Two shops which were awarded business licenses; IP shop and LG store were ordered to close Friday last week; the action did not go down well with those that issued the business licences.
When Solomon Star Auki consulted the provincial Treasury office to comment on the issue, a spokesperson said shops that were recently granted business licences to operate in Auki have satisfied all requirements.
He said when the applicant met all requirements, the process was satisfied and business licences were issued.
This is a normal process, the provincial treasury officer said.
Asked about the action taken by the executive to close the shops that were recently awarded business licenses, he said it is unfair when that business already paid for their business licenses.
Not only that, the spokesperson said to call an executive meeting just to decide on one or two business licenses is too expensive.
He explains that to call an executive meeting to decide on a business licence which is only $20,000 is costly as one executive meeting could cost up to $60,000.
The Malaita Provincial Security who auctioned the stop notice issued by the MPG executive even got himself caught up in the middle of the confusion.
Information obtained stated Provincial Securities who actioned the stop notice issued by the executive will be dealt with by the Deputy PS for their role in carrying out the order.
Information sighted by this paper indicated there were inconsistencies in some of the applications submitted by newly operated businesses that were issued business licenses.
For instance, the IP's application letter is for a new business license and not for renewal, however, it was indicated in the approval letter that it was for renewal business licence.

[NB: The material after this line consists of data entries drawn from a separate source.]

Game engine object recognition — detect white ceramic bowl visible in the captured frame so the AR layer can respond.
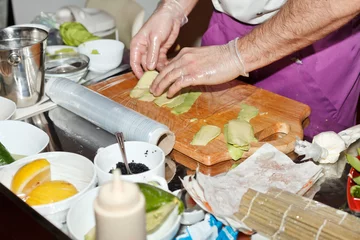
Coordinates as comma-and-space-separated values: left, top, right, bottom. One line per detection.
0, 152, 97, 230
94, 141, 167, 187
66, 188, 181, 240
0, 97, 16, 120
78, 39, 125, 72
0, 120, 49, 158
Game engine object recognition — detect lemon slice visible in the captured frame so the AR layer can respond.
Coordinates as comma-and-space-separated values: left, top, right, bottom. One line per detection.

According to the Malaita Province Business License Ordinance 2015, those recently issued business licenses were illegal as they were not sanctioned or approved by the executive as clearly stated in the following sections; 4,5,6,and 7.
Malaita Province Business License Ordinance 2015 has clearly stated that even the Deputy PS, Deputy Treasurer or any officers within the provincial administration has no authority to approve any business licenses whether it be new or renewal for that matter.
This paper understands that in 2019 when section 10 was invoked, the MARA executive decided that PS Fa’abasua who is currently on suspension could approve business licences on behalf of the executive.
The authority given to PS Fa’abasua comes with conditions that; it will not be transferable to anyone apart from PS Fa’abasua and limited to local business only.
This means that in cases where local business is connected to a foreigner, it will always require an executive approval.
According to information gathered, some of those businesses that were awarded business licenses lately were registered under locals, but connected to foreigners.
When this paper asked Acting Provincial Premier, Nelson Lenty to comment on the issue yesterday he said those new business licenses were issued without the knowledge of the MARA executive.
He said an executive meeting is coming up in July where he said those business license applications should be delayed for the meeting.
With that, he said the right thing that the shops should do now is to voluntarily close and wait patiently for the next executive meeting to decide on their business licenses.